Au-dessus, l’autobus échoue à l’examen de fitness. Les gérants des compagnies d’autobus doivent effectuer les réparations nécessaires avant de se présenter de nouveau au contrôle technique. Faute de quoi, l’autobus n’a plus de certificat de fitness aussi longtemps que l’opacité n’est pas en-dessous de 50 %.

À noter que le rapport de fitness est exigé lors des contrôles routiers. Si les autorités arrêtent un autobus ‘fumigène’ et si le taux d’opacité est de 70 %, le gérant encourt une prohibition. L’autobus ne peut plus rouler et doit passer les tests pour un nouveau certificat en conformité.

38 000 morts annuellement

Selon l’initiative The Real Urban 2019, on estime que les véhicules qui carburent au diesel sont responsables du réchauffement de l’air et éventuellement de l’atmosphère. Sheila Watson, Deputy Director de la Fédération Internationale de l’Automobile (FIA Foundation), affirme que les véhicules qui utilisent le diesel sont responsables de 38 000 morts chaque année dans les grandes villes.

Autobus électrique – Swaley Ramjane : «Une option chère»

Face à ce problème qui perdure, les autobus électriques ne seraient-ils pas la meilleure des solutions ? Certes, répond Swaley Ramjane qui déplore que ces autobus coûtent très cher, à hauteur d’environ Rs 10 millions. Selon lui, ils seraient plus accessibles si le gouvernement proposait un subside pour encourager les compagnies d’autobus à s’en procurer.

Quant au CEO de Rose Hill Transport, le Dr Sidharth Sharma, il déclare que les tests pour les deux autobus électriques sont concluants. « On veut décarboner progressivement. Maurice étant signataire de la convention de Paris, on a le devoir de travailler pour baisser le taux d’émission de gaz à 30 % d’ici 2030. C’est un fait qu’après les centrales thermiques, c’est le parc automobile qui émet le plus de gaz.
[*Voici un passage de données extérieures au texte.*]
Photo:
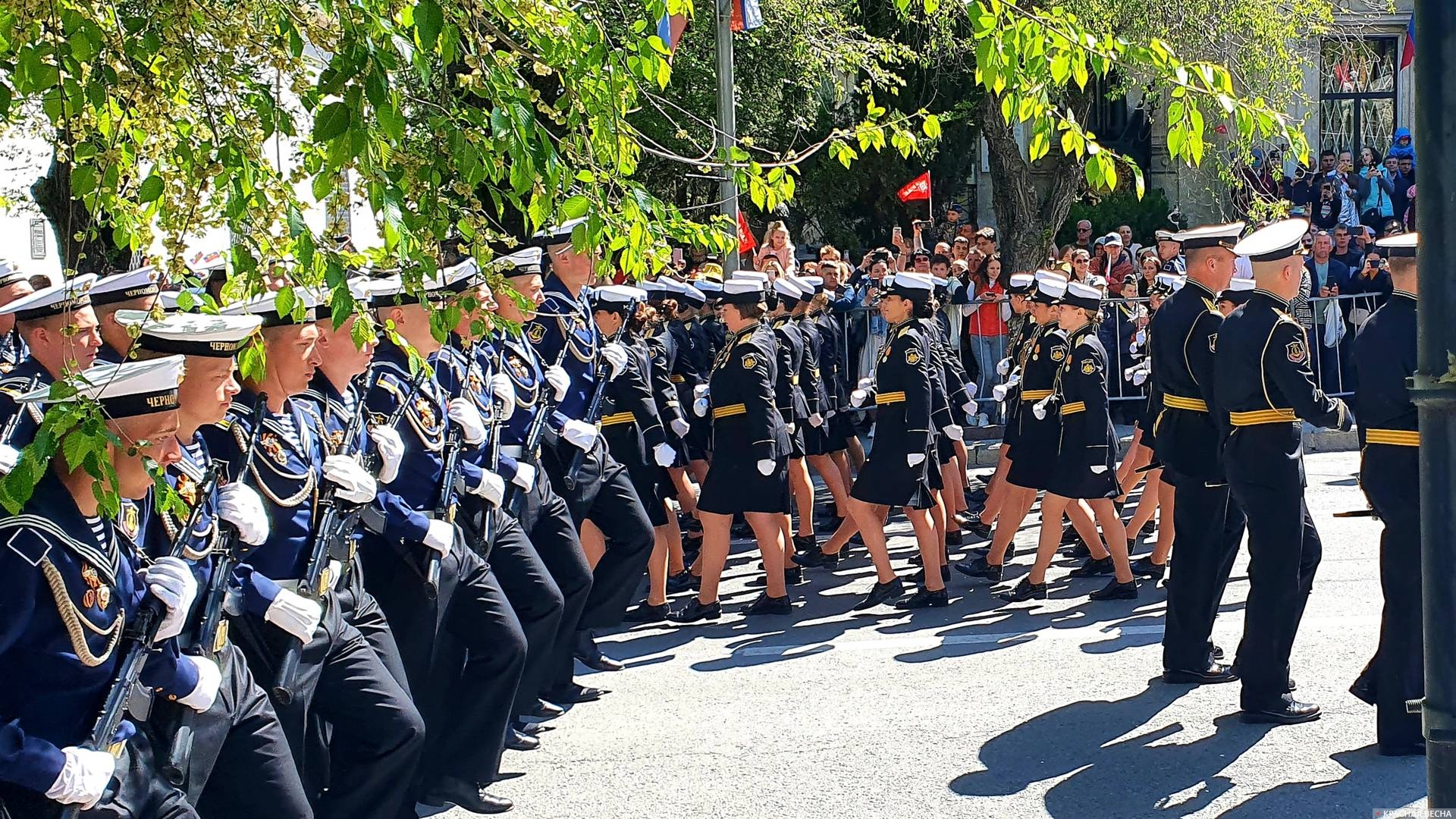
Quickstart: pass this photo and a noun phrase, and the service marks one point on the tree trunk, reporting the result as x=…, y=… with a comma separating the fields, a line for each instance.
x=1027, y=216
x=69, y=219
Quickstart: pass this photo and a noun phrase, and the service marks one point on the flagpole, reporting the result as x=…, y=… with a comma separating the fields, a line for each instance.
x=727, y=124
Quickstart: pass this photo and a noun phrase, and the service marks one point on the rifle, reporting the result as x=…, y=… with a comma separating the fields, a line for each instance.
x=143, y=634
x=213, y=632
x=329, y=542
x=570, y=477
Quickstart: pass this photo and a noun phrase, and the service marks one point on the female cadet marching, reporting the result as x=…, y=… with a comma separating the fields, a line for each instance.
x=1087, y=449
x=750, y=447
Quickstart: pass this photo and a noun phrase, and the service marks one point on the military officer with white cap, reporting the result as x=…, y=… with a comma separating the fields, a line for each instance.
x=1264, y=382
x=72, y=585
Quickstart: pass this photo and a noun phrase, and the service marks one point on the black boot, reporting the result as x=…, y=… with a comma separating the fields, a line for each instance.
x=881, y=594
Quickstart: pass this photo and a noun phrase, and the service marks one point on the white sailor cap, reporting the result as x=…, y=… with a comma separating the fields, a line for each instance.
x=53, y=300
x=558, y=234
x=526, y=261
x=617, y=297
x=11, y=273
x=133, y=388
x=1274, y=242
x=743, y=292
x=305, y=308
x=126, y=286
x=1082, y=295
x=915, y=286
x=191, y=334
x=1401, y=245
x=1210, y=237
x=1050, y=287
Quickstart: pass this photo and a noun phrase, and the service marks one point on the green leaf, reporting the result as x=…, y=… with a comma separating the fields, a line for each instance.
x=428, y=20
x=150, y=188
x=332, y=121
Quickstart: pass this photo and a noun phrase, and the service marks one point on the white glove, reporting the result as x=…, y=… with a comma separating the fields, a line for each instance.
x=243, y=509
x=171, y=580
x=209, y=679
x=491, y=488
x=83, y=777
x=617, y=357
x=354, y=484
x=294, y=614
x=504, y=392
x=560, y=382
x=391, y=452
x=525, y=477
x=580, y=435
x=438, y=537
x=463, y=413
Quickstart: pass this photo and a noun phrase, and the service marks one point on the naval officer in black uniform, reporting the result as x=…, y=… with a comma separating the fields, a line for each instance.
x=1264, y=382
x=1209, y=525
x=1391, y=479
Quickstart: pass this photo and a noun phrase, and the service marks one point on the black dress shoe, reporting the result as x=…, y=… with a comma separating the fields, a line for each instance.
x=592, y=656
x=1145, y=567
x=645, y=613
x=982, y=569
x=1094, y=567
x=1286, y=711
x=1404, y=749
x=545, y=710
x=1025, y=591
x=1116, y=591
x=517, y=741
x=576, y=692
x=457, y=793
x=766, y=605
x=881, y=594
x=925, y=599
x=693, y=611
x=817, y=560
x=1212, y=675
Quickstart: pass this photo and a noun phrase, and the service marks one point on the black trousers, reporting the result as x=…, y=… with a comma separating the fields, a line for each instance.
x=1391, y=480
x=1285, y=551
x=552, y=531
x=378, y=735
x=535, y=598
x=142, y=792
x=463, y=653
x=1210, y=526
x=242, y=742
x=603, y=494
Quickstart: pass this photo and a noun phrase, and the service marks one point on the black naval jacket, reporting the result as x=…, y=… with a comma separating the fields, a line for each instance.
x=1385, y=357
x=1181, y=343
x=747, y=426
x=1264, y=382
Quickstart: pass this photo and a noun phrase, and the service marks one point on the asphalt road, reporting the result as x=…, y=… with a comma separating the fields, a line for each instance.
x=1040, y=708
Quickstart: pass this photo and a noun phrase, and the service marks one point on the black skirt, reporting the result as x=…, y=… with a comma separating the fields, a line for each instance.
x=736, y=485
x=887, y=480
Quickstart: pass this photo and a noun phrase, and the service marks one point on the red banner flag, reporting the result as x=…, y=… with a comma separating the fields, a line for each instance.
x=919, y=188
x=746, y=242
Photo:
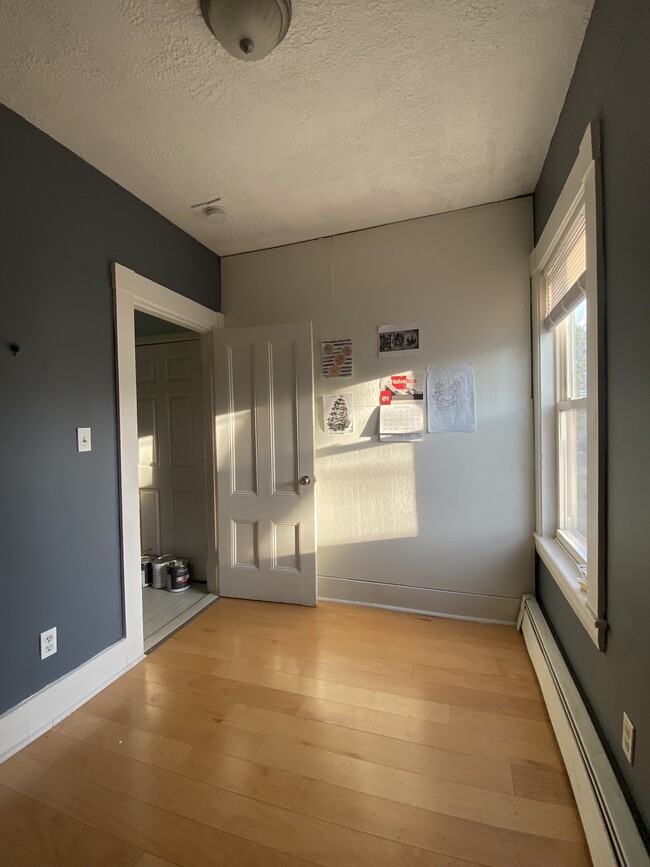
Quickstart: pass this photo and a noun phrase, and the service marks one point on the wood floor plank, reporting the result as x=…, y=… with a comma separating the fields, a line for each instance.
x=256, y=694
x=237, y=775
x=194, y=704
x=445, y=654
x=513, y=686
x=263, y=735
x=12, y=855
x=482, y=844
x=230, y=649
x=531, y=707
x=446, y=737
x=500, y=724
x=177, y=726
x=149, y=860
x=542, y=784
x=254, y=821
x=416, y=790
x=168, y=835
x=476, y=771
x=313, y=687
x=57, y=838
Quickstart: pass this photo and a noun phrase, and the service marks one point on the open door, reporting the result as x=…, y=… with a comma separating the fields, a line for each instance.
x=265, y=463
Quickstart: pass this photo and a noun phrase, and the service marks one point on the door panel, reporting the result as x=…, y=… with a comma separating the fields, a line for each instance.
x=172, y=458
x=265, y=444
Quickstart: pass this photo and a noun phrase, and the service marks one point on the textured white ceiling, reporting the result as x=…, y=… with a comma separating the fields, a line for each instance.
x=369, y=112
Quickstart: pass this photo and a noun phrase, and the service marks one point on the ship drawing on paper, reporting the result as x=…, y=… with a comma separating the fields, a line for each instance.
x=450, y=394
x=338, y=414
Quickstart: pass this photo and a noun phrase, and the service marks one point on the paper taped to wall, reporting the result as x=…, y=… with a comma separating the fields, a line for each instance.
x=450, y=399
x=401, y=423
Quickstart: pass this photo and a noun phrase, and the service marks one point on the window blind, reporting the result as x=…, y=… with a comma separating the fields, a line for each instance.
x=564, y=274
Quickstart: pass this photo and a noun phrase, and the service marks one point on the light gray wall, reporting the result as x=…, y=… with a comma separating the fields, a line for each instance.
x=612, y=82
x=454, y=512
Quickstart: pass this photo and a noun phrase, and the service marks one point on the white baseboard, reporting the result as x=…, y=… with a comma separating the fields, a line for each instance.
x=443, y=603
x=38, y=713
x=612, y=836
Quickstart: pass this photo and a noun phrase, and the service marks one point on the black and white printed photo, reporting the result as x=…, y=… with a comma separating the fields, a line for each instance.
x=397, y=340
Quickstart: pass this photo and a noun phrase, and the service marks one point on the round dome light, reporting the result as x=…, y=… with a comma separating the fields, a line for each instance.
x=248, y=29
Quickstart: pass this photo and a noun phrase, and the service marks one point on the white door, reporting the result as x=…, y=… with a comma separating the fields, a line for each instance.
x=265, y=459
x=172, y=454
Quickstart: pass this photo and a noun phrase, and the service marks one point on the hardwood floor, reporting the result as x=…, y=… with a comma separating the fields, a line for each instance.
x=268, y=735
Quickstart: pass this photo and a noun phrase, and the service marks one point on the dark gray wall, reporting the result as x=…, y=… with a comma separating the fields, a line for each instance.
x=151, y=326
x=61, y=224
x=612, y=82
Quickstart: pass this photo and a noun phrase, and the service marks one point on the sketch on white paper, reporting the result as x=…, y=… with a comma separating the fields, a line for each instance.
x=337, y=414
x=451, y=399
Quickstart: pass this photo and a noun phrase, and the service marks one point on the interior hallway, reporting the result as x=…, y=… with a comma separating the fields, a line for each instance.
x=265, y=734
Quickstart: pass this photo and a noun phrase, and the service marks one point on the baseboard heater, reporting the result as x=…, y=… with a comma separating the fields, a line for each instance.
x=612, y=835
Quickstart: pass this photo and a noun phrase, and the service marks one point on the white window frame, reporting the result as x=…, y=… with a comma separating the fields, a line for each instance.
x=581, y=188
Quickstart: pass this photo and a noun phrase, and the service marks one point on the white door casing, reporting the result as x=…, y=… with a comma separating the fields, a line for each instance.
x=172, y=471
x=265, y=463
x=135, y=292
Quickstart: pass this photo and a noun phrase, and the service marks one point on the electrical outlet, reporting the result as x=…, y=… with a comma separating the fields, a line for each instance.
x=83, y=439
x=48, y=642
x=629, y=733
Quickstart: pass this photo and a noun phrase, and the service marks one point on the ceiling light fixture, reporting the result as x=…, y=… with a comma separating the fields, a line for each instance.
x=248, y=29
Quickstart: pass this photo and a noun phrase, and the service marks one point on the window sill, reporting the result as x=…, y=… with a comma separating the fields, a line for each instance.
x=566, y=575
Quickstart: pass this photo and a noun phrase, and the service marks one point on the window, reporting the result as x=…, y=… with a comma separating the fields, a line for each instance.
x=565, y=279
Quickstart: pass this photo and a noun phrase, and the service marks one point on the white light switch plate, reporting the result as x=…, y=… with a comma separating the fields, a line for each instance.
x=83, y=439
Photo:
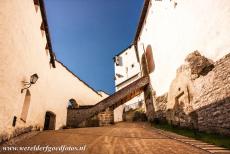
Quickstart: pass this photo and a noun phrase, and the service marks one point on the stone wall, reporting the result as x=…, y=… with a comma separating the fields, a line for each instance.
x=104, y=118
x=199, y=95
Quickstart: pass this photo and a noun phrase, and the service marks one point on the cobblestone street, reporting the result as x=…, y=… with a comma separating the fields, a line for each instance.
x=133, y=138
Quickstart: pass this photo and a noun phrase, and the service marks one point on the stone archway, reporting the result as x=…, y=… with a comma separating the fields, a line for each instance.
x=50, y=121
x=148, y=65
x=72, y=104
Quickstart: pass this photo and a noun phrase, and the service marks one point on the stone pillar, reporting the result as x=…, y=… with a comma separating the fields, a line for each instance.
x=148, y=94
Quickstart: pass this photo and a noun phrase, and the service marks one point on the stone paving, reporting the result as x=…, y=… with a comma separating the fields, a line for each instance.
x=122, y=138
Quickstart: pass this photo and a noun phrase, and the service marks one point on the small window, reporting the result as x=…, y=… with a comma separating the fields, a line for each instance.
x=72, y=104
x=118, y=61
x=36, y=4
x=42, y=27
x=26, y=106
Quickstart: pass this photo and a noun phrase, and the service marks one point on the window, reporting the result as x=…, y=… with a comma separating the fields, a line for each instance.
x=36, y=4
x=147, y=61
x=118, y=61
x=42, y=27
x=72, y=104
x=26, y=106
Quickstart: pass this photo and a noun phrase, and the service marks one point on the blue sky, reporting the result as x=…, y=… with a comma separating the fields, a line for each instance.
x=87, y=34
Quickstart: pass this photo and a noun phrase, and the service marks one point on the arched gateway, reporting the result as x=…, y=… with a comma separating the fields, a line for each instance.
x=50, y=120
x=126, y=93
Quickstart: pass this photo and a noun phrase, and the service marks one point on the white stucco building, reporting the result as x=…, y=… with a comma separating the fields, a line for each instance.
x=26, y=49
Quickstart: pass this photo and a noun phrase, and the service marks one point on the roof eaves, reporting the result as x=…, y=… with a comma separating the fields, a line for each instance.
x=141, y=20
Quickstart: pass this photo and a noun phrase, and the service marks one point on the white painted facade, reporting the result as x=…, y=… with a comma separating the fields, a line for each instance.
x=175, y=28
x=22, y=53
x=127, y=70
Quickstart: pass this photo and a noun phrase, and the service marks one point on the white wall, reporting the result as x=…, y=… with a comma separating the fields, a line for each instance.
x=22, y=53
x=129, y=58
x=174, y=32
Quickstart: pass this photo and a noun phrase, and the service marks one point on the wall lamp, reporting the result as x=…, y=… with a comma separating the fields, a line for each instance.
x=33, y=80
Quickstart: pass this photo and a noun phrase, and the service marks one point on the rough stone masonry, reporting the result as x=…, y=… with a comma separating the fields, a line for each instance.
x=199, y=96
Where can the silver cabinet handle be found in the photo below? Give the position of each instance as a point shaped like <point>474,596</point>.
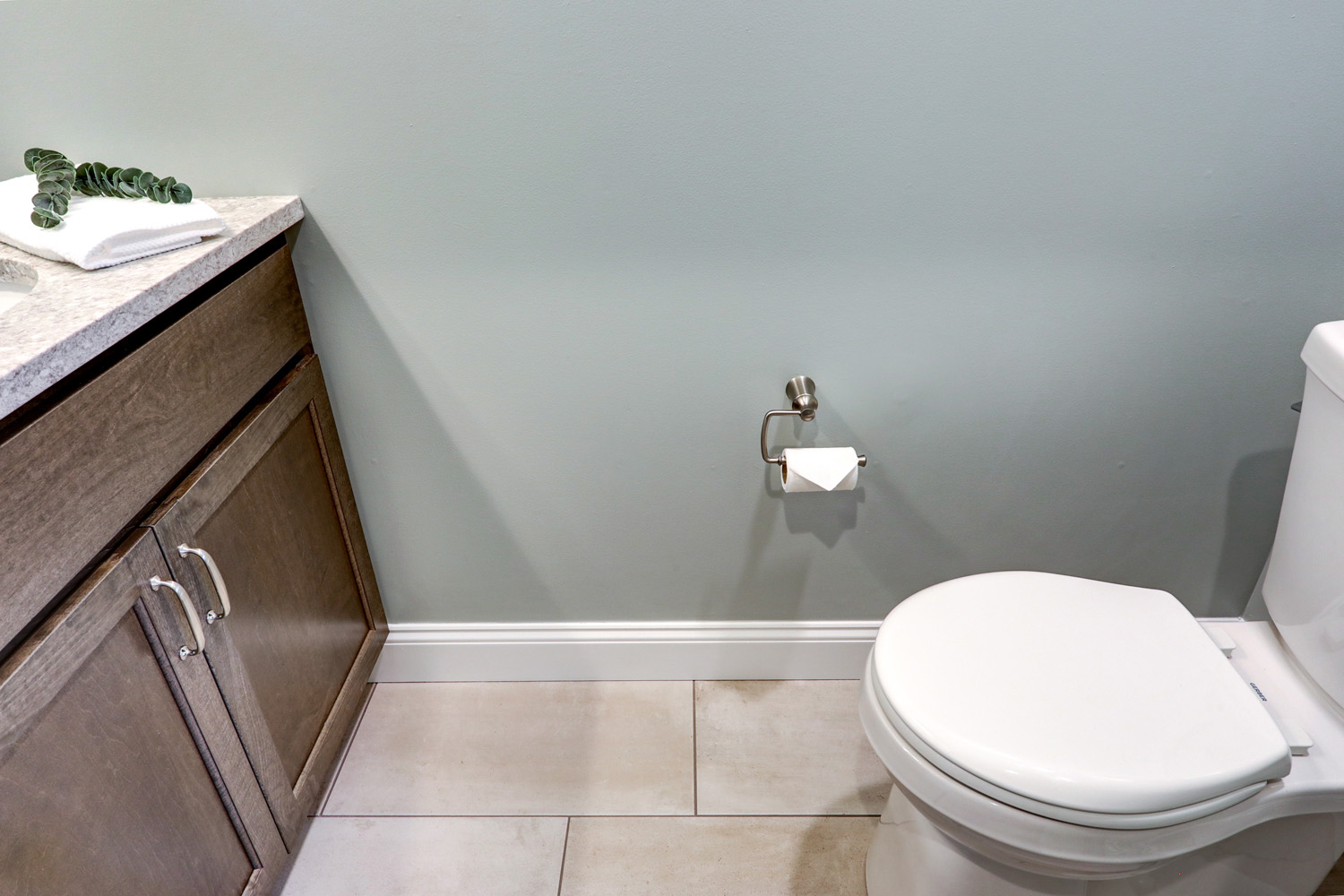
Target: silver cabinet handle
<point>215,578</point>
<point>190,608</point>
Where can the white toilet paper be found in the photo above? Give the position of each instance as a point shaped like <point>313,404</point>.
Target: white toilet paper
<point>820,469</point>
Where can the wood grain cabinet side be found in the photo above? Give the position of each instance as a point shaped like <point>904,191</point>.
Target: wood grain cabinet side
<point>107,785</point>
<point>266,538</point>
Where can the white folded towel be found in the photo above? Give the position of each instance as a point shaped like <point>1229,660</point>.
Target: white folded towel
<point>101,231</point>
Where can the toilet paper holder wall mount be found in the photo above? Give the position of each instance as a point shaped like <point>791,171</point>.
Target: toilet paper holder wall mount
<point>800,392</point>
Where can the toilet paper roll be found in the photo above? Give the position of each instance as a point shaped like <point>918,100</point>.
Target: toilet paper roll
<point>820,469</point>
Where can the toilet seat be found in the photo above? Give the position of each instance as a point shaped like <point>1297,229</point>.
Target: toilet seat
<point>1086,702</point>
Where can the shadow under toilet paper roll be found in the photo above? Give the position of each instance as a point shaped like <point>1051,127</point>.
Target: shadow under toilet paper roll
<point>819,469</point>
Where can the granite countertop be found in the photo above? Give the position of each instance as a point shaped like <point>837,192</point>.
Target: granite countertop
<point>74,314</point>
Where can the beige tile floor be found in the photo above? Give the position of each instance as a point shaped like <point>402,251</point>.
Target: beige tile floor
<point>599,788</point>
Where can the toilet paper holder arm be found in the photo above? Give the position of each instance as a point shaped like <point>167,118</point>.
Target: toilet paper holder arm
<point>800,392</point>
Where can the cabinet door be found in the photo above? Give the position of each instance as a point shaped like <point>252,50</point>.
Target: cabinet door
<point>105,782</point>
<point>273,512</point>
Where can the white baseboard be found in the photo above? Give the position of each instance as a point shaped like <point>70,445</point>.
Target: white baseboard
<point>624,650</point>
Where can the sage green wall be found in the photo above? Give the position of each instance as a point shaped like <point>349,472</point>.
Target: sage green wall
<point>1050,265</point>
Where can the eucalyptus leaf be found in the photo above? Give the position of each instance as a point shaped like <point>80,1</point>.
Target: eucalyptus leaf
<point>59,179</point>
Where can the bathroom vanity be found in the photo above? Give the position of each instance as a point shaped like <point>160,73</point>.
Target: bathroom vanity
<point>188,613</point>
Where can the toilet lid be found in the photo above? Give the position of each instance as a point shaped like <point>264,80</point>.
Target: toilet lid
<point>1077,694</point>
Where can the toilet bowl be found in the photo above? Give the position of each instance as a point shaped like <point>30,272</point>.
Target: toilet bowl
<point>1056,735</point>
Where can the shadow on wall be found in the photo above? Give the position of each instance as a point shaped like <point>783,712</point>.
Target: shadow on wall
<point>1254,495</point>
<point>370,379</point>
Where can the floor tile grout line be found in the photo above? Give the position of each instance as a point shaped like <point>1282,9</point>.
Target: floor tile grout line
<point>695,759</point>
<point>741,814</point>
<point>344,754</point>
<point>564,852</point>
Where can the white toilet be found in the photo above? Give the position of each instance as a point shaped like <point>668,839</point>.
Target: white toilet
<point>1058,735</point>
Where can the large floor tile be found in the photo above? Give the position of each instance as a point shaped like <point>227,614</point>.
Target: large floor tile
<point>521,748</point>
<point>715,856</point>
<point>414,856</point>
<point>784,747</point>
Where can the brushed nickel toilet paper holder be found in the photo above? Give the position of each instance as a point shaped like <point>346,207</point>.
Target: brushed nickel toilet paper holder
<point>800,392</point>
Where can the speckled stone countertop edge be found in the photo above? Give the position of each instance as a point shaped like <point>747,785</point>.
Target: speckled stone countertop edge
<point>72,314</point>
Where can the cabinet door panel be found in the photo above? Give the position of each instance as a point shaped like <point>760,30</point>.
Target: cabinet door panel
<point>273,508</point>
<point>297,619</point>
<point>104,788</point>
<point>73,477</point>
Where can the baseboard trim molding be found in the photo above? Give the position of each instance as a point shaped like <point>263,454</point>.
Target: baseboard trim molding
<point>624,650</point>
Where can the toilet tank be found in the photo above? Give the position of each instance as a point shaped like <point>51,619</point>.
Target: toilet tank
<point>1304,583</point>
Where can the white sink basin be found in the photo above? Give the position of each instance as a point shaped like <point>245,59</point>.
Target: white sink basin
<point>15,284</point>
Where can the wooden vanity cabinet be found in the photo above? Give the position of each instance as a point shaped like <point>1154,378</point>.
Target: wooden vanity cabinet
<point>107,780</point>
<point>268,522</point>
<point>136,758</point>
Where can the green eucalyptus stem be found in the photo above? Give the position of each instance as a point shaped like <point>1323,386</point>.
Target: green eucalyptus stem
<point>58,180</point>
<point>97,179</point>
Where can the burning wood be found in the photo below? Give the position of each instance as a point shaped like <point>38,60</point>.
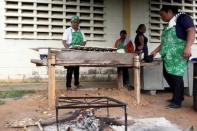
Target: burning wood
<point>86,120</point>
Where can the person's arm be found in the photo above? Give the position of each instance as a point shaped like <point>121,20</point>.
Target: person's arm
<point>141,40</point>
<point>65,38</point>
<point>189,41</point>
<point>116,44</point>
<point>156,50</point>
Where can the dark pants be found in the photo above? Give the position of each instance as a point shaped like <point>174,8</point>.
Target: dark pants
<point>176,83</point>
<point>70,71</point>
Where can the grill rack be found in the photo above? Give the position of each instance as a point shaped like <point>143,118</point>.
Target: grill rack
<point>88,102</point>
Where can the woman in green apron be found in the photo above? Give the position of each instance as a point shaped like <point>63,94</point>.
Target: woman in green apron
<point>175,49</point>
<point>73,37</point>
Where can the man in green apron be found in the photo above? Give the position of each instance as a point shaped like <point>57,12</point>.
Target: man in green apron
<point>73,37</point>
<point>175,50</point>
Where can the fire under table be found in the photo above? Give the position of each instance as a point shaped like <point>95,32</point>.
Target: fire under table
<point>89,102</point>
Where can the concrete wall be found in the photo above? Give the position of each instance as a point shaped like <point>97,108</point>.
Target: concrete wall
<point>15,55</point>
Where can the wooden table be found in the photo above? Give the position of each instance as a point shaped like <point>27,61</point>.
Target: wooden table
<point>70,57</point>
Il faut des moteurs plus performants aussi bien que du carburant de meilleure qualité », souhaite notre interlocuteur.

Le Dr Sidharth Sharma indique cependant qu’il y a toute une éducation à faire concernant les autobus électriques. Il faut exposer et expliquer la différence entre un moteur thermique et un moteur électrique. Il souligne que la compagnie Rose-Hill Transport a enclenché les procédures pour se procurer 13 nouveaux autobus électriques d’ici le mois de juin de cette année.

Du côté de la Compagnie Nationale de Transport (CNT), Sunil Gopal, le Communications and Public Relations Officer, affirme que la compagnie envisage de se tourner vers des autobus moins polluants. « On est plus à cheval sur les spécifications d’un autobus qui doivent être plus éco-friendly. Il y a un planning pour aller vers le vert. Dans le cadre du projet Green Mauritius, on va sans aucun doute aller dans ce sens », conclut-il.

Dr Sidharth Sharma : « Nous devons mettre de l’additif aux carburants pour moins d’émission de gaz »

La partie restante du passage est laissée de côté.